Let $\alpha: x-y+2z-2=0$ and $\beta: x-2y-2z+3=0$ be two planes in $\mathbb{R}^3$. I am asked to find a line $d_1\subset \alpha$ such that $d_1$ is perpendicular on the line $\alpha \cap \beta$ and that passes through the point $(1, 1, 1)$.
Here's what I did: I intersected the planes $\alpha$ and $\beta$ and I got that $\alpha\cap \beta: \frac{x-7}{-6}=\frac{y-5}{-4}=\frac{z}{1}$.
Let $u=(a, b, c)$ be a direction vector of $d_1$. Since $d_1 \perp \alpha \cap \beta$, we must have $-6a-4b+c=0$. Because $d_1 \subset \alpha$, it follows that $a-b+2c=0$ ($u$ must be in $\alpha$'s direction). If I solve these two equations together, I get that $b=-\frac{13}{7}a$ and $c=-\frac{10}{7}a$. As a result, I can take the direction vector to be $(7, -13, -10)$.
I got that $d_1:\frac{x-1}{7}=\frac{y-1}{-13}=\frac{z-1}{-10}$. This is indeed a line contained in $\alpha$. I wonder, however, if the conditions I imposed guarantee that the result is going to be correct. My question comes from that fact that the condition that $u$ is in $\alpha$'s direction only implies that my vector is parallel to the plane. Is that perpendicularity enough to make sure that what I will get out of the system of equations is what I want?
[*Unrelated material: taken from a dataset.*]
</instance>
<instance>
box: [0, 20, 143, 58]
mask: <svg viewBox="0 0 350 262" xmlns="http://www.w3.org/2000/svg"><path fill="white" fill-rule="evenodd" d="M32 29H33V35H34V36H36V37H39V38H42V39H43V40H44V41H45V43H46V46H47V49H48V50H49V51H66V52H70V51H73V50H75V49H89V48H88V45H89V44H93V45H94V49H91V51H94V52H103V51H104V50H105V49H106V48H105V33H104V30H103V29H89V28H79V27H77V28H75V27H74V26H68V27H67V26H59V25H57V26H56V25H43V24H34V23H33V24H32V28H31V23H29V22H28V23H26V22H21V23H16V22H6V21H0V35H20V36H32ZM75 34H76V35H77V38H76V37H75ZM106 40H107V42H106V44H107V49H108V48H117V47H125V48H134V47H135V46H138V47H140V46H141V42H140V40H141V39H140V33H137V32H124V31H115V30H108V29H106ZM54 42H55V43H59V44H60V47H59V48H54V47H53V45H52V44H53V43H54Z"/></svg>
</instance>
You have already pointed out that the equation $a-b+2c=0$ guarantees that $d_1$ is parallel to the plane $\alpha$. Note that $d_1$ also passes through $(1,1,1)$, which is a point on $\alpha$. This guarantees that the line $d_1$ lies on the plane $\alpha$, and not just parallel to it.
If that condition had not been given, we would have got a family of parallel lines with fixed direction cosines, which you obtained.